Four New Englanders were among the winners of this year’s $50,000 Whiting Awards given to 10 promising writers in fiction, nonfiction, drama, and poetry.

UMass Boston graduate and Boston resident Jen Beagin was recognized for her debut novel, “Pretend I’m Dead’’ (2015). Arlington native Kaitlyn Greenidge, sister of Tony-winning playwright Kirsten Greenidge, was honored for her novel, “We Love You, Charlie Freeman’’ (2016). And Lisa Halliday, a Boston native and Harvard graduate, won for her upcoming novel, “Asymmetry.’’

Poet Simone White won for “Of Being Dispersed’’ (2016). White was born in Middletown, Conn., received her undergraduate degree at Wesleyan University and graduated from Harvard Law School.

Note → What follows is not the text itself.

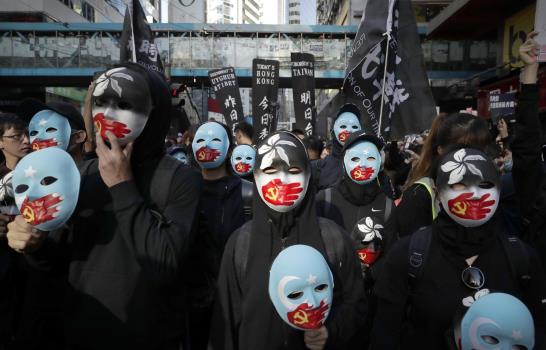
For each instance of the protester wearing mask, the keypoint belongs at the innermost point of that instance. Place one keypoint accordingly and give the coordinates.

Other winners include: memoirist Francisco Cantú, a former Border Patrol agent, for his upcoming “The Line Becomes a River’’; poet Phillip B. Williams for “Thief in the Interior’’ (2016); playwrights Clarence Coo, James Ijames, and Clare Barron; and novelist Tony Tulathimutte for “Private Citizens’’ (2016).

Winners were honored at a ceremony at the New-York Historical Society on Wednesday evening.